There also categories that are indicated in the yellow band that can only be returned to specific programs and these often include liquid beverage cartons. All in all, it should not be difficult to prepare such a list for India, even if at first many of the materials may have to be considered in categories where there is some organized waste collection and recycling but perhaps not yet with the efficiency of the green category or are still, “under review.”

The country-wide Waste Stream Mapping Guides announced at the WPO press conference in Milan by Nerida Kelton executive director of the Australian Packaging Organization and vice president for Sustainability & Save Food at the WPO, are a part of the Global Packaging Design for Recycling Guide program. With plans to eventually document packaging recycling in each country, it is a welcome effort by an organization with a growing membership of over 60 countries. As Kelton remarked while releasing the guides, “Using these tools at the start of an NPD process will also bring significant opportunities to eliminate non-recyclable packaging before it is placed on the market.

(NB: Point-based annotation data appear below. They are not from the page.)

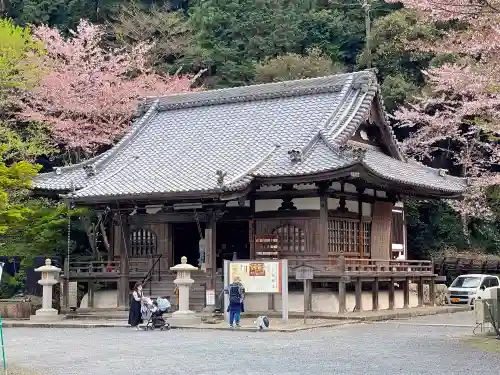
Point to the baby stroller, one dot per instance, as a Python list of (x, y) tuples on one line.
[(154, 314)]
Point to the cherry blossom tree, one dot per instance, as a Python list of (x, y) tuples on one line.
[(88, 95), (459, 112)]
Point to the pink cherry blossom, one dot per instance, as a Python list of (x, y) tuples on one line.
[(88, 95), (460, 113)]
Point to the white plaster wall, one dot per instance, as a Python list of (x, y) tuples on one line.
[(103, 299), (305, 186), (267, 205), (274, 204), (326, 302), (153, 209), (269, 188), (73, 293), (349, 188), (306, 203)]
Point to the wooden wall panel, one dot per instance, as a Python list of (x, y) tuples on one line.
[(381, 236), (309, 226)]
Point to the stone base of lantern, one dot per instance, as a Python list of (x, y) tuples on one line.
[(183, 318), (46, 315)]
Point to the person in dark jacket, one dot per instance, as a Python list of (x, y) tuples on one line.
[(236, 293), (134, 315)]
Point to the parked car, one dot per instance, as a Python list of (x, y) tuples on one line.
[(466, 288)]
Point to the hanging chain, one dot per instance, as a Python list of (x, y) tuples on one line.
[(198, 224)]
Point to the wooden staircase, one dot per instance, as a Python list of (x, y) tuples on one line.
[(165, 287)]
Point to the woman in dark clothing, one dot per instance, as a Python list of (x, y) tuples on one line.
[(134, 315)]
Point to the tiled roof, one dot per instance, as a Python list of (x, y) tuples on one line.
[(247, 132)]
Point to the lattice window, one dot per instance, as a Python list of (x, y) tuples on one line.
[(343, 236), (291, 239), (367, 226), (142, 243)]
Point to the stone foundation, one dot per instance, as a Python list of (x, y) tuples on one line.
[(16, 309)]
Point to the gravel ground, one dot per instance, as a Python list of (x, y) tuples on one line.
[(381, 349)]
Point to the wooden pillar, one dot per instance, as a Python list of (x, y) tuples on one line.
[(420, 292), (406, 293), (359, 294), (432, 292), (375, 292), (170, 245), (381, 231), (66, 285), (91, 293), (323, 225), (342, 286), (361, 224), (391, 294), (308, 295), (123, 283), (210, 249), (251, 228)]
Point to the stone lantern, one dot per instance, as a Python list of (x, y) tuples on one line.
[(50, 276), (184, 316)]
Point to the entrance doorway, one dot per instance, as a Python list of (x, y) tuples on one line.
[(232, 237), (185, 241)]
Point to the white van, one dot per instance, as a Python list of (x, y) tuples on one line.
[(466, 288)]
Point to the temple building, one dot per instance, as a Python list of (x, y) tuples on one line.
[(311, 167)]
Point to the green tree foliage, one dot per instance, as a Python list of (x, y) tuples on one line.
[(400, 68), (295, 66), (432, 226), (62, 13), (19, 63), (26, 143), (14, 181), (232, 36), (170, 32)]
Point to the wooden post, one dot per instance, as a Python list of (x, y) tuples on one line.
[(432, 292), (361, 224), (66, 284), (91, 293), (359, 294), (420, 292), (210, 249), (251, 228), (391, 294), (123, 283), (342, 285), (323, 225), (308, 294), (406, 293), (306, 301), (375, 292)]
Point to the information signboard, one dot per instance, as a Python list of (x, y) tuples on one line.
[(266, 246), (266, 276), (257, 277)]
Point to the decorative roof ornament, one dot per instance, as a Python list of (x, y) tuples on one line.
[(363, 82), (220, 177), (142, 108), (348, 151), (295, 155), (89, 170), (242, 201)]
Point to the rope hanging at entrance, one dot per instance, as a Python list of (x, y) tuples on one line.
[(201, 244)]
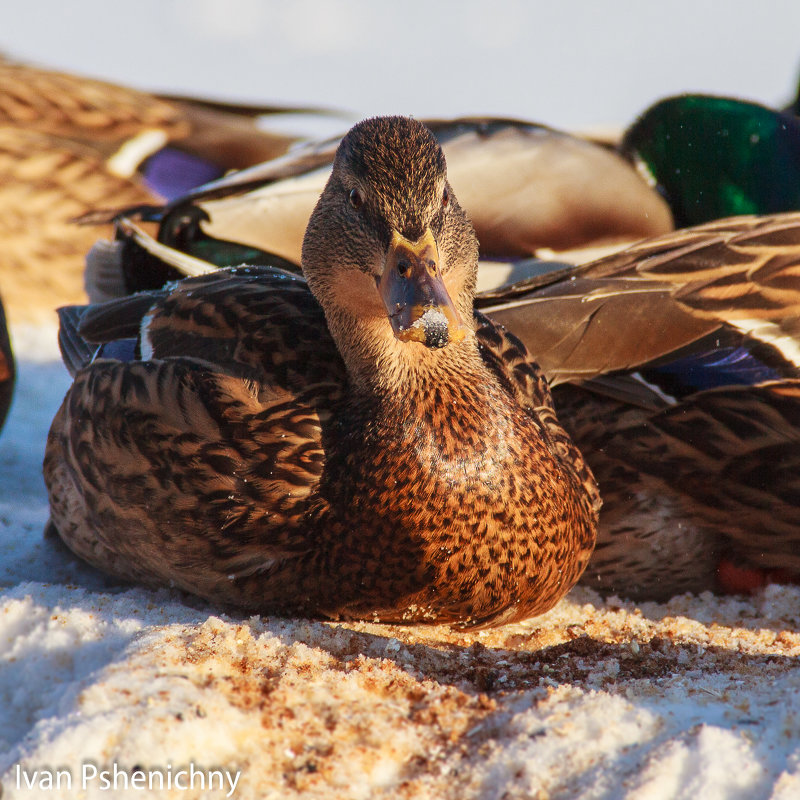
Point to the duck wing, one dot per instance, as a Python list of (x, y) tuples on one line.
[(731, 283), (213, 419)]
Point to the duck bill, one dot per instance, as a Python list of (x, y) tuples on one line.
[(419, 306)]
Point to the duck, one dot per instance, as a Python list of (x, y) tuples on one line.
[(71, 145), (674, 366), (529, 190), (356, 443)]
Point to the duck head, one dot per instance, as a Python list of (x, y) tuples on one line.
[(388, 252)]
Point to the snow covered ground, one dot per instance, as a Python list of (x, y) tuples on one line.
[(104, 687)]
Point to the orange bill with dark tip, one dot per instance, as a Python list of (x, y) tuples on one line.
[(419, 306)]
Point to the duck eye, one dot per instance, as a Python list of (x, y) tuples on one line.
[(356, 200)]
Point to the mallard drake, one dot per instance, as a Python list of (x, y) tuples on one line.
[(360, 446), (70, 145), (675, 367), (527, 188)]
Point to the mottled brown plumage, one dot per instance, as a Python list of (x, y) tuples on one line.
[(70, 145), (352, 458)]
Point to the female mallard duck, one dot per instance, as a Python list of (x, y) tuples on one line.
[(358, 447), (675, 367)]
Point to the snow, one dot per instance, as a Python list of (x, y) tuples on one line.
[(598, 699)]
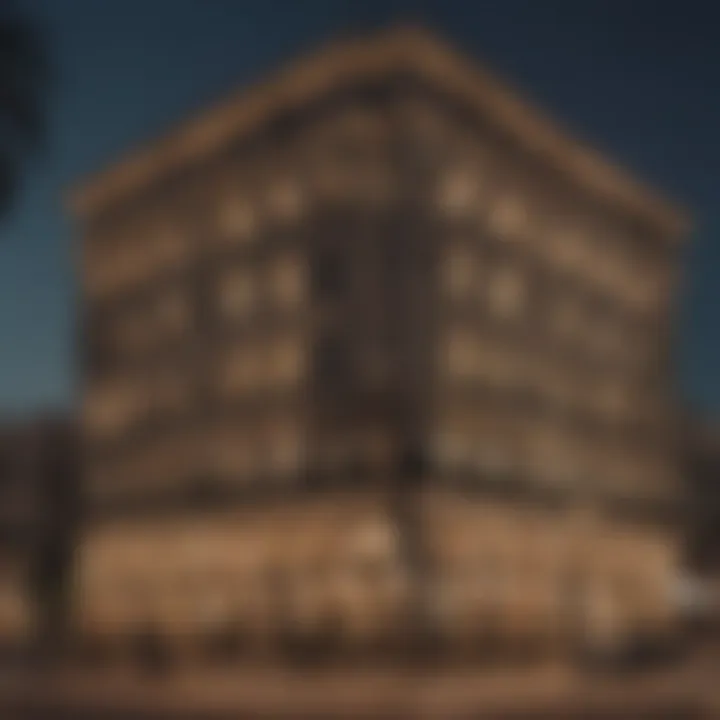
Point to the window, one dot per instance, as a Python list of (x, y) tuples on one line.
[(506, 292), (507, 217), (237, 220), (461, 353), (328, 276), (459, 270), (285, 200), (171, 314), (287, 281), (111, 408), (332, 362), (237, 293), (457, 192), (287, 360)]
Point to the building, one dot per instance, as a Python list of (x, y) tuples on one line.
[(39, 504), (375, 354)]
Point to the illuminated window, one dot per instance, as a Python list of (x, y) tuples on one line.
[(506, 292), (287, 282), (459, 271), (287, 360), (508, 217), (237, 220), (172, 314), (110, 409), (286, 449), (458, 192), (237, 293), (169, 247), (240, 371), (285, 200), (460, 351)]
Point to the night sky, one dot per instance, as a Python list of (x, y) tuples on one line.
[(640, 80)]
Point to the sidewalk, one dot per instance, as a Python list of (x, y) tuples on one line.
[(368, 693)]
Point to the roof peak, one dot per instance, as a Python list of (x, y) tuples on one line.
[(408, 45)]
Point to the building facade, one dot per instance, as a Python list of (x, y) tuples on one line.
[(373, 354)]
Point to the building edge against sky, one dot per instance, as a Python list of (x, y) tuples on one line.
[(461, 519)]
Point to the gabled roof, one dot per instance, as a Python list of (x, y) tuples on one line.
[(408, 48)]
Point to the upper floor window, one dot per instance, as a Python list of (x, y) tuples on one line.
[(286, 200), (328, 275), (506, 291), (237, 293), (287, 281), (458, 192), (237, 220), (507, 216), (459, 269)]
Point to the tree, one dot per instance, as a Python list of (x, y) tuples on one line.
[(23, 76)]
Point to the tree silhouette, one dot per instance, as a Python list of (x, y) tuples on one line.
[(23, 76)]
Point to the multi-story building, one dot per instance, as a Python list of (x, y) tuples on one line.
[(374, 352)]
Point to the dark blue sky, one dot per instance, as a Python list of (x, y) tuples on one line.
[(639, 79)]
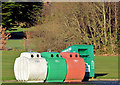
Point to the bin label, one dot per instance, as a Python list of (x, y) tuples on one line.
[(56, 61), (75, 60), (87, 67)]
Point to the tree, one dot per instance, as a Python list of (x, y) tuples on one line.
[(20, 13)]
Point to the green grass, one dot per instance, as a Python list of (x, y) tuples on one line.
[(103, 65), (15, 44), (106, 65)]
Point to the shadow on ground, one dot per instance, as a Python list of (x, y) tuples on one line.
[(100, 74)]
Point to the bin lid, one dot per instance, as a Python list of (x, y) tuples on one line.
[(30, 55), (51, 55)]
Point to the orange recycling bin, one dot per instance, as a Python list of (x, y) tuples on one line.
[(75, 67)]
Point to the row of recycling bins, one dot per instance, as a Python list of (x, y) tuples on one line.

To apply recyclable packaging design guidelines, a certain fundamental knowledge of sorting and recycling processes is necessary. Packaging must, therefore, be suitable for state-of-the-art sorting and recycling processes in addition to its basic functions (e.g., storage, transport, product protection, product presentation and convenience). The Waste Stream Mapping Guides are essential global decision-making tools that will enable anyone, and particularly packaging designers and product managers to access current information on technically recyclable packaging across the world. 

The guides also come with a How to Use Guide for the Global Packaging Design Recycling Guide so that they can be used hand-in-hand when packaging is being designed. Design for recycling is part of circular product design and represents an important basis for holistic sustainability assessment. 

Accordingly, circularity means that the packaging is designed in such a way that the highest possible recycling of the materials in use can be achieved. The goals here are resource conservation, the longest possible service life, material-identical recycling (closed-loop recycling) or the use of renewable materials. 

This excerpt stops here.